Planning for more than 70 homes in Dublin city is to be fast-tracked in a bid to help solve the housing crisis.
Housing Minister Simon Coveney said that rather than taking months to approve the final plans for the regeneration of the Dominick Street flats, "project teams" would do it in only two days - meaning people would be in their homes by early 2018.
Mr Coveney and Public Expenditure Minister Paschal Donohoe (inset) announced funding for the €29m project, which will result in 72 apartments, retail and community facilities including an all-weather sports pitch in Dublin's north inner city.
A previous plan to redevelop the complex under a Public Private Partnership (PPP) scheme with developer Bernard McNamara collapsed in 2008.
The project, to be delivered by the city council, is located on the east side of Dominick Street, currently a vacant site beside the new Luas Cross City line.
When completed, 50 households from the west side blocks will be re- located, and those homes may be regenerated at a future date.
Twenty-two other homes will be created for people on the council's waiting list, and work will begin by early next year.
Residents' representative Gerry Carney said the community was a "long time waiting" and that the collapse of the PPP had been "devastating".
"There were a lot of meetings after the PPP went down.

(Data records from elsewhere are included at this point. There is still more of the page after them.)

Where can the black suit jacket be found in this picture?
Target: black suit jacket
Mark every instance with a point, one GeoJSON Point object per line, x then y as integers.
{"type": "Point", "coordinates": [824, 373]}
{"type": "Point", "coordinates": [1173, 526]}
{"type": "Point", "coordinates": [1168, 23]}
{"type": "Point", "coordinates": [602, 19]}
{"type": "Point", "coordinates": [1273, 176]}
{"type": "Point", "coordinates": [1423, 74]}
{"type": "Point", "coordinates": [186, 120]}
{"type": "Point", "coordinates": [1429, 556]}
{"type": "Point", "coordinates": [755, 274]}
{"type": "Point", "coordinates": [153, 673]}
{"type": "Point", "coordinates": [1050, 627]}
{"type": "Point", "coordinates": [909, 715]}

Everybody was devastated," he said.
"But we want to thank Dublin City Council for staying on the table with the residents and keeping it going."
Mr Donohoe paid tribute to the "real heroes in the community", including regeneration chair Michael Finn and Mr Carney, who had worked for more than a decade to deliver the project.
Mr Coveney said a new system to fast-track funding approval would be used.
"We're going to test the new system that we have in place where, instead of taking months for my department to sign-off, we will send a team into the city council which would hope to sign-off in about two days," he said.
He added that he was trying to "take party politics out of the housing debate" and was "hugely optimistic" about investing in communities.
"One of the things I'm trying to do is fast-track the kind of change which is so much needed in communities," he added.